Department of Biology and Ecology, University of Ostrava, Ostrava 710 00, Czech Republic.
Department of Physics, University of Ostrava, Ostrava 710 00, Czech Republic.
Brief Bioinform. 2022 May 13;23(3). doi: 10.1093/bib/bbac045.
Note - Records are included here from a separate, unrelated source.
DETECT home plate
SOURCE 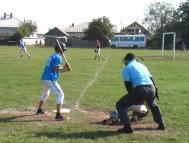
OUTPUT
[53,108,70,113]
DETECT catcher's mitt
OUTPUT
[63,63,72,72]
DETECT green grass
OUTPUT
[0,46,189,143]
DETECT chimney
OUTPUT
[4,12,7,18]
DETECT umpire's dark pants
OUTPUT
[116,85,164,126]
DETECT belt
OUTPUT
[135,84,153,88]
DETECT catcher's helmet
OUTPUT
[55,42,67,53]
[122,53,136,64]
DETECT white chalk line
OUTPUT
[74,58,108,110]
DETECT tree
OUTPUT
[177,0,189,44]
[84,16,113,46]
[143,2,174,35]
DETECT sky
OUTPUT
[0,0,186,34]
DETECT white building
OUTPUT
[0,13,22,39]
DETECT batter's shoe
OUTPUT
[36,109,47,115]
[55,114,64,121]
[156,124,165,130]
[117,126,133,134]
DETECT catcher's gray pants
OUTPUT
[116,85,164,126]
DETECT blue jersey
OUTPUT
[122,60,153,88]
[41,53,62,81]
[19,39,25,48]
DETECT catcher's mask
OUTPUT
[55,42,68,53]
[122,53,136,65]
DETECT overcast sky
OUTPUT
[0,0,186,33]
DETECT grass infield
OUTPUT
[0,46,189,143]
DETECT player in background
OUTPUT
[19,37,31,57]
[94,40,101,60]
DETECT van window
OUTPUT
[113,37,119,41]
[140,37,144,41]
[120,37,126,41]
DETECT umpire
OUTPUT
[116,53,165,133]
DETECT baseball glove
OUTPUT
[63,63,72,72]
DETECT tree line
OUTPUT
[10,0,189,48]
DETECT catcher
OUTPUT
[36,43,71,121]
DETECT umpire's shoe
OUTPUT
[55,113,64,121]
[36,109,47,115]
[117,126,133,134]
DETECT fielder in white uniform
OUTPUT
[19,38,30,57]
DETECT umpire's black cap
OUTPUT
[123,53,136,63]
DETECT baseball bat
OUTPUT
[56,39,68,63]
[56,39,72,71]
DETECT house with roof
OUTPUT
[121,22,150,36]
[61,22,89,38]
[0,13,22,40]
[44,27,69,46]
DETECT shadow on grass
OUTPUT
[0,114,51,122]
[36,131,120,139]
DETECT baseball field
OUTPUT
[0,46,189,143]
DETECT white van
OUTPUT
[110,34,146,48]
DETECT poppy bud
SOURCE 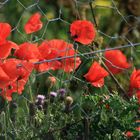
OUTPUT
[29,103,36,117]
[35,95,45,105]
[136,126,140,131]
[65,96,73,113]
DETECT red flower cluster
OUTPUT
[14,39,81,72]
[0,23,18,59]
[24,13,43,34]
[84,61,109,87]
[0,58,33,101]
[105,50,131,74]
[70,20,95,45]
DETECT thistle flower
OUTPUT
[35,95,45,105]
[50,91,57,103]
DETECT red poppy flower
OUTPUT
[130,69,140,89]
[38,39,75,59]
[105,50,131,74]
[125,131,134,137]
[70,20,95,45]
[24,13,43,34]
[136,126,140,131]
[0,59,34,100]
[0,23,11,45]
[0,67,10,88]
[38,39,81,72]
[35,61,61,72]
[0,41,19,59]
[136,90,140,104]
[14,42,42,62]
[84,61,109,87]
[61,57,81,72]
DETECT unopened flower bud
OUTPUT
[65,96,73,106]
[29,103,36,117]
[65,96,73,113]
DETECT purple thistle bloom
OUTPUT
[50,91,57,97]
[58,88,66,96]
[35,95,45,105]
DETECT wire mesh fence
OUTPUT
[0,0,140,140]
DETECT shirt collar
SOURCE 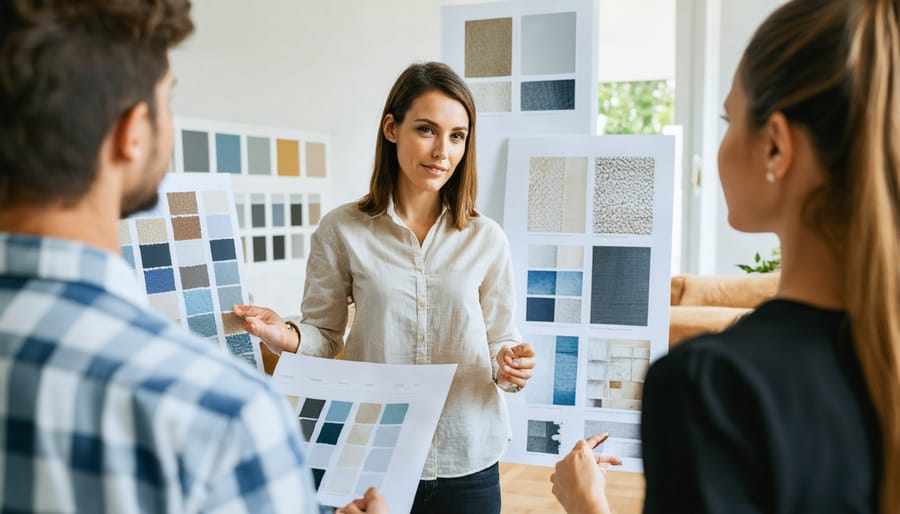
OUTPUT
[385,196,450,227]
[0,232,147,306]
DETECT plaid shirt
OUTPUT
[0,233,318,513]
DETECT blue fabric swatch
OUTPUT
[213,261,241,286]
[325,401,353,422]
[522,79,575,111]
[528,270,556,294]
[144,268,175,294]
[591,246,650,326]
[556,271,584,296]
[525,298,556,321]
[553,336,578,405]
[381,403,409,425]
[184,289,213,316]
[188,314,218,337]
[216,134,241,173]
[209,239,237,261]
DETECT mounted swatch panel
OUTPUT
[441,0,599,224]
[119,173,262,370]
[170,117,331,316]
[504,136,675,471]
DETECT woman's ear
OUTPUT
[381,114,397,143]
[763,112,794,180]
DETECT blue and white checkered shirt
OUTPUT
[0,233,318,513]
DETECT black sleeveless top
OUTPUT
[641,300,884,514]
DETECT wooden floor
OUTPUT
[500,462,644,514]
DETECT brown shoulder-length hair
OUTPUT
[357,62,478,230]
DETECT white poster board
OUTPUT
[504,136,675,471]
[119,173,263,371]
[273,353,456,512]
[441,0,599,221]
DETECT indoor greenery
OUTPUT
[737,248,781,273]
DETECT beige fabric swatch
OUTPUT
[465,18,512,77]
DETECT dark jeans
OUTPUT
[410,463,500,514]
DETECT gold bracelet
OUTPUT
[284,320,300,353]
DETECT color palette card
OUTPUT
[441,0,599,220]
[273,353,456,512]
[119,173,262,371]
[170,116,332,317]
[504,136,675,471]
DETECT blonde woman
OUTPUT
[552,0,900,514]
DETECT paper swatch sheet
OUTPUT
[273,353,456,512]
[504,136,674,471]
[119,173,262,371]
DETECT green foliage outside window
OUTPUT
[597,80,675,134]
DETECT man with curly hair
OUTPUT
[0,0,318,513]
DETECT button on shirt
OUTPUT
[0,233,318,514]
[300,200,521,479]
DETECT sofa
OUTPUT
[669,272,781,348]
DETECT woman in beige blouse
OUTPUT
[234,63,535,514]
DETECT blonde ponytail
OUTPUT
[845,0,900,508]
[739,0,900,514]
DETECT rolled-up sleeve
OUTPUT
[478,224,522,379]
[299,215,352,357]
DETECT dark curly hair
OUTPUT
[0,0,194,208]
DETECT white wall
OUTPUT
[172,0,781,273]
[171,0,478,206]
[172,0,674,218]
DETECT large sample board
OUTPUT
[504,136,675,471]
[119,173,262,370]
[273,353,456,512]
[441,0,599,221]
[170,117,331,317]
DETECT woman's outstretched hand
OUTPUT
[497,343,535,391]
[550,434,622,514]
[334,487,390,514]
[232,304,300,355]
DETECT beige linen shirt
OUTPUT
[300,199,521,479]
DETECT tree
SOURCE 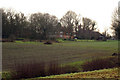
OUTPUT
[30,13,58,39]
[111,7,120,39]
[77,17,96,39]
[60,11,78,39]
[2,9,28,38]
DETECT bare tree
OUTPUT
[111,8,120,39]
[60,11,78,38]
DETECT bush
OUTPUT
[82,57,118,71]
[61,65,79,74]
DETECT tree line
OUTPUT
[1,9,117,40]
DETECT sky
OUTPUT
[0,0,119,34]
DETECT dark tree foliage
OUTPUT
[2,9,28,38]
[1,9,101,40]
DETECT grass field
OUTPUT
[22,68,120,80]
[2,41,118,71]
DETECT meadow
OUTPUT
[2,41,118,71]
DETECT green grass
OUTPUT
[22,68,120,80]
[2,41,118,71]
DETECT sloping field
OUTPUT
[2,41,118,71]
[23,68,120,80]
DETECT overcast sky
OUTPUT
[0,0,119,35]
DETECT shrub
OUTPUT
[82,57,118,71]
[61,65,79,74]
[47,61,61,75]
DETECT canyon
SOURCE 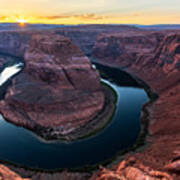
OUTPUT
[0,33,104,138]
[0,25,180,180]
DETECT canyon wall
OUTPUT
[92,31,180,180]
[0,33,104,138]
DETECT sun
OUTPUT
[17,19,28,26]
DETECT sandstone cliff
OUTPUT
[93,31,180,179]
[0,33,104,137]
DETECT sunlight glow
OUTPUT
[17,19,28,26]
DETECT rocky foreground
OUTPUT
[0,33,104,139]
[0,25,180,180]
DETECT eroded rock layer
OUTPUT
[0,33,104,137]
[93,31,180,179]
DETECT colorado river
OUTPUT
[0,58,148,169]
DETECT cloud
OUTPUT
[39,13,107,20]
[0,16,8,21]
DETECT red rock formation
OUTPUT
[89,158,173,180]
[0,34,104,137]
[0,165,30,180]
[93,31,180,179]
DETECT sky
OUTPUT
[0,0,180,24]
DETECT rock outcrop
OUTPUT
[0,33,104,138]
[89,158,173,180]
[0,165,30,180]
[92,31,180,179]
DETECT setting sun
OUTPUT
[17,19,27,26]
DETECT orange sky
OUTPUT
[0,0,180,24]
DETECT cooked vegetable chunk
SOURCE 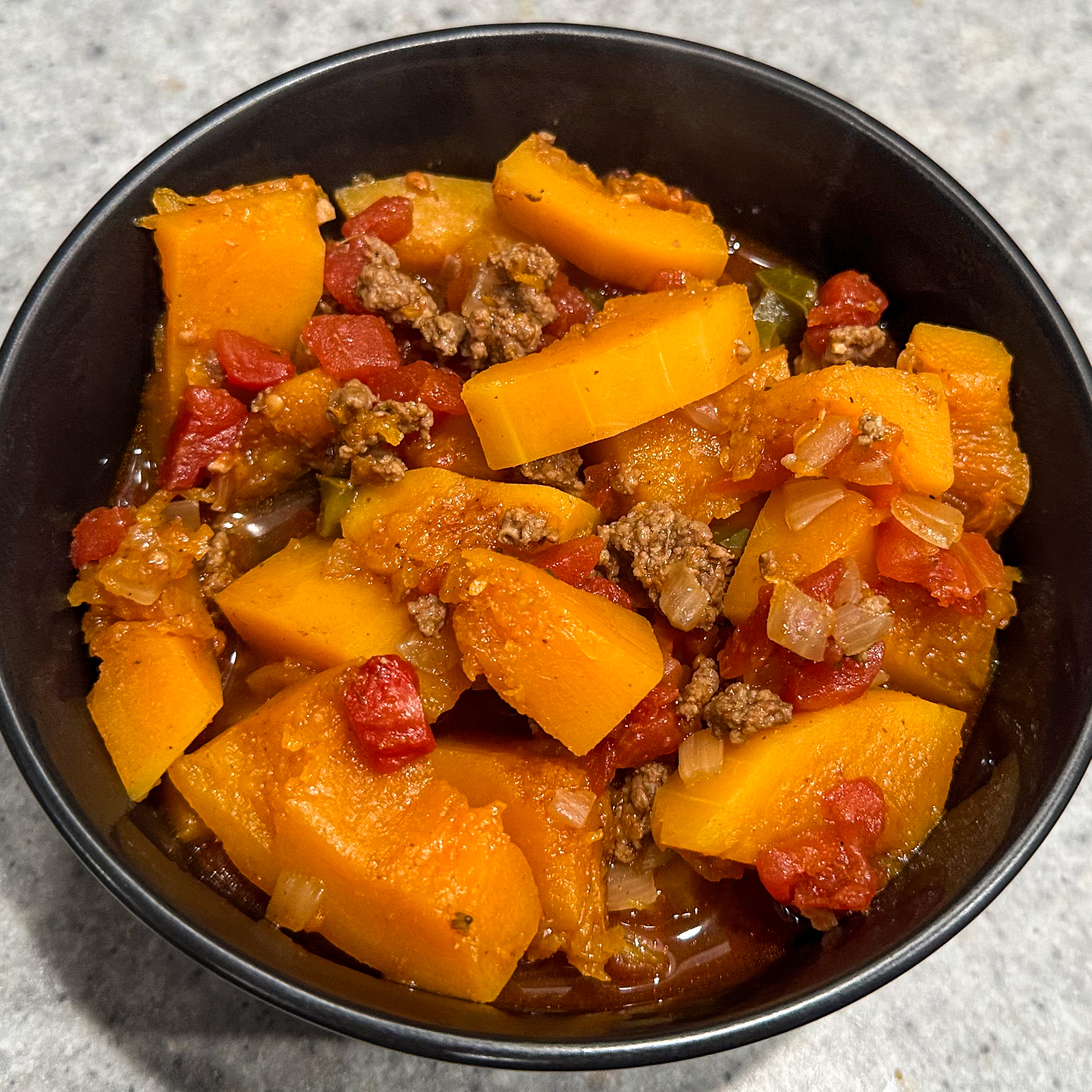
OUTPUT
[652,690,966,865]
[724,489,887,626]
[342,466,599,588]
[87,621,224,801]
[440,549,664,754]
[141,175,333,427]
[428,737,620,979]
[493,134,728,290]
[170,669,542,1001]
[463,284,759,470]
[334,170,521,276]
[216,535,468,722]
[898,322,1030,538]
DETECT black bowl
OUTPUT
[0,26,1092,1069]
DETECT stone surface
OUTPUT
[0,0,1092,1092]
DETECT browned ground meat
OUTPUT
[820,327,887,368]
[463,242,557,370]
[702,683,793,743]
[406,595,448,637]
[608,762,672,865]
[497,508,557,546]
[598,500,736,629]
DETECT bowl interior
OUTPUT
[0,27,1092,1067]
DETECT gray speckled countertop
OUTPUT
[0,0,1092,1092]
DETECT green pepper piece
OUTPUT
[315,475,356,538]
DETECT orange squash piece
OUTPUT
[898,322,1030,538]
[428,736,620,979]
[493,134,728,290]
[463,284,759,470]
[170,669,542,1001]
[440,549,664,754]
[87,621,224,801]
[652,690,966,865]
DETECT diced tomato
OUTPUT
[216,330,296,391]
[804,269,888,356]
[69,505,133,569]
[584,679,683,792]
[342,655,436,773]
[543,269,595,338]
[322,236,368,315]
[157,387,248,489]
[302,315,402,383]
[754,777,887,911]
[342,198,413,242]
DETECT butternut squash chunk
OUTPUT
[493,134,728,290]
[170,669,542,1001]
[724,489,885,626]
[428,736,620,979]
[334,170,523,276]
[898,322,1030,537]
[342,466,599,591]
[440,549,664,754]
[652,690,966,865]
[752,364,953,497]
[216,535,468,722]
[463,284,759,470]
[87,621,224,801]
[141,175,333,428]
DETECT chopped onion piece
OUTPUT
[607,864,660,911]
[660,561,709,633]
[782,478,845,531]
[834,595,894,656]
[265,872,323,933]
[891,493,963,549]
[679,728,724,785]
[547,788,597,830]
[765,581,834,662]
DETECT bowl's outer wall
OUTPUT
[0,29,1092,1067]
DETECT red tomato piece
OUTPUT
[342,198,413,242]
[156,387,249,489]
[216,330,296,391]
[584,679,683,792]
[302,315,402,383]
[754,777,887,911]
[69,505,133,569]
[543,269,595,338]
[342,655,436,773]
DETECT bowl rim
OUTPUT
[0,23,1092,1070]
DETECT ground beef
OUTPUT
[520,449,584,493]
[702,683,793,743]
[598,500,735,629]
[820,327,887,368]
[406,595,448,637]
[608,762,672,865]
[463,242,558,370]
[497,508,557,546]
[356,235,466,356]
[678,656,721,721]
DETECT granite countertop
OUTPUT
[0,0,1092,1092]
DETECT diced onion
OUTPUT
[660,561,709,633]
[765,581,834,662]
[781,417,853,474]
[891,493,963,549]
[782,478,845,531]
[832,557,864,609]
[547,788,596,830]
[265,872,323,933]
[834,596,893,656]
[679,728,724,785]
[607,864,660,911]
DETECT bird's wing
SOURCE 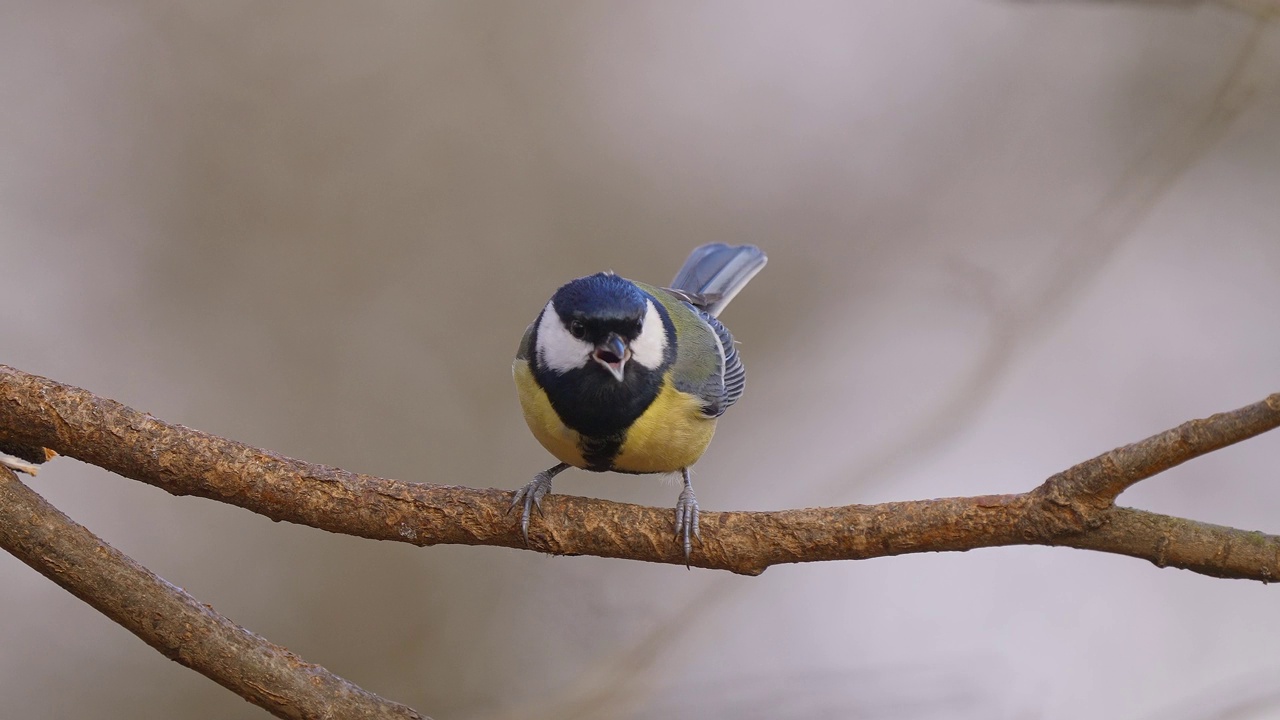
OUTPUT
[645,287,746,418]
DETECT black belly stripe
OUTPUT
[581,433,626,473]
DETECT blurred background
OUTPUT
[0,0,1280,720]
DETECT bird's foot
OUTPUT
[676,469,703,568]
[507,462,568,544]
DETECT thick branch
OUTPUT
[0,365,1280,582]
[0,466,422,720]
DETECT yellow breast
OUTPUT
[511,359,586,468]
[613,373,716,473]
[512,360,716,473]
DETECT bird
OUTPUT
[507,242,768,565]
[0,439,58,475]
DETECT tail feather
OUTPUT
[671,242,769,316]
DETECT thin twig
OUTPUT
[0,458,424,720]
[0,365,1280,582]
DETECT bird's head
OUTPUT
[536,273,667,382]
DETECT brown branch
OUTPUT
[0,365,1280,582]
[0,466,422,720]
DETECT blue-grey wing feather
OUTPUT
[696,310,746,418]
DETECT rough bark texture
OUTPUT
[0,365,1280,582]
[0,365,1280,717]
[0,468,422,720]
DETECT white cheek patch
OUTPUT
[631,300,667,370]
[538,302,595,374]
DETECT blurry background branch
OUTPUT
[0,365,1280,582]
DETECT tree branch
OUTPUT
[0,365,1280,582]
[0,466,422,720]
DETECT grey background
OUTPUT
[0,0,1280,719]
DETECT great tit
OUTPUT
[0,439,58,475]
[508,243,768,561]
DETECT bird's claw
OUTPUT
[676,482,703,568]
[507,470,556,544]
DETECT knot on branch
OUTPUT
[1030,468,1115,537]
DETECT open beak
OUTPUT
[591,333,631,383]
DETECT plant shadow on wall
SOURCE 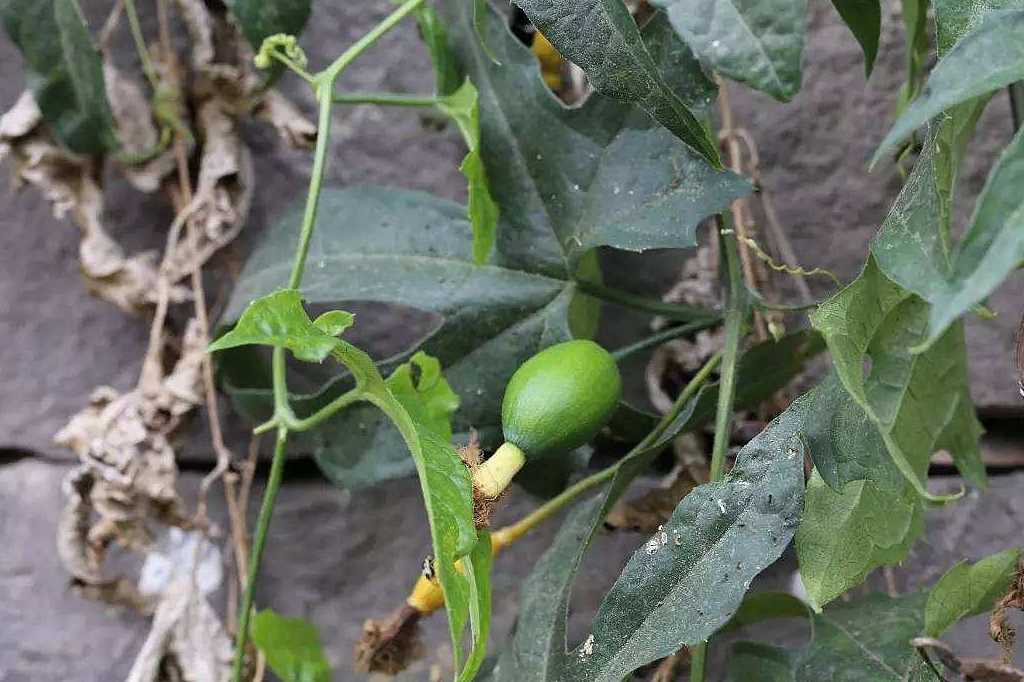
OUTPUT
[0,0,1024,682]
SARS-CoV-2 is a novel positive-sense single-stranded RNA virus from the Coronaviridae family (genus Betacoronavirus), which has been established as causing the COVID-19 pandemic. The genome of SARS-CoV-2 is one of the largest among known RNA viruses, comprising of at least 26 known protein-coding loci. Studies thus far have outlined the coding capacity of the positive-sense strand of the SARS-CoV-2 genome, which can be used directly for protein translation. However, it has been recently shown that transcribed negative-sense viral RNA intermediates that arise during viral genome replication from positive-sense viruses can also code for proteins. No studies have yet explored the potential for negative-sense SARS-CoV-2 RNA intermediates to contain protein-coding loci. Thus, using sequence and structure-based bioinformatics methodologies, we have investigated the presence and validity of putative negative-sense ORFs (nsORFs) in the SARS-CoV-2 genome. Nine nsORFs were discovered to contain strong eukaryotic translation initiation signals and high codon adaptability scores, and several of the nsORFs were predicted to interact with RNA-binding proteins. Evolutionary conservation analyses indicated that some of the nsORFs are deeply conserved among related coronaviruses. Three-dimensional protein modeling revealed the presence of higher order folding among all putative SARS-CoV-2 nsORFs, and subsequent structural mimicry analyses suggest similarity of the nsORFs to DNA/RNA-binding proteins and proteins involved in immune signaling pathways. Altogether, these results suggest the potential existence of still undescribed SARS-CoV-2 proteins, which may play an important role in the viral lifecycle and COVID-19 pathogenesis.
SARS-CoV-2 是一种新型的正链单链 RNA 病毒,属于冠状病毒科(β属冠状病毒),已被确定为导致 COVID-19 大流行的病原体。SARS-CoV-2 的基因组是已知 RNA 病毒中最大的之一,至少包含 26 个已知的蛋白编码基因座。迄今为止的研究已经概述了 SARS-CoV-2 基因组正链的编码能力,该正链可直接用于蛋白翻译。然而,最近的研究表明,在正链病毒复制过程中产生的转录负链病毒 RNA 中间体也可以编码蛋白。目前尚无研究探讨负链 SARS-CoV-2 RNA 中间体是否具有编码蛋白的能力。因此,我们使用基于序列和结构的生物信息学方法,研究了 SARS-CoV-2 基因组中潜在的负链 RNA 中间体是否存在蛋白编码基因座。发现 9 个 nsORFs 含有强烈的真核翻译起始信号和高密码子适应性评分,并且几个 nsORFs 被预测与 RNA 结合蛋白相互作用。进化保守性分析表明,一些 nsORFs 在相关冠状病毒中深度保守。三维蛋白质建模揭示了所有推定的 SARS-CoV-2 nsORFs 中存在更高阶折叠,随后的结构模拟分析表明,nsORFs 与 DNA/RNA 结合蛋白和参与免疫信号通路的蛋白具有相似性。总之,这些结果表明可能存在尚未描述的 SARS-CoV-2 蛋白,这些蛋白可能在病毒生命周期和 COVID-19 发病机制中发挥重要作用。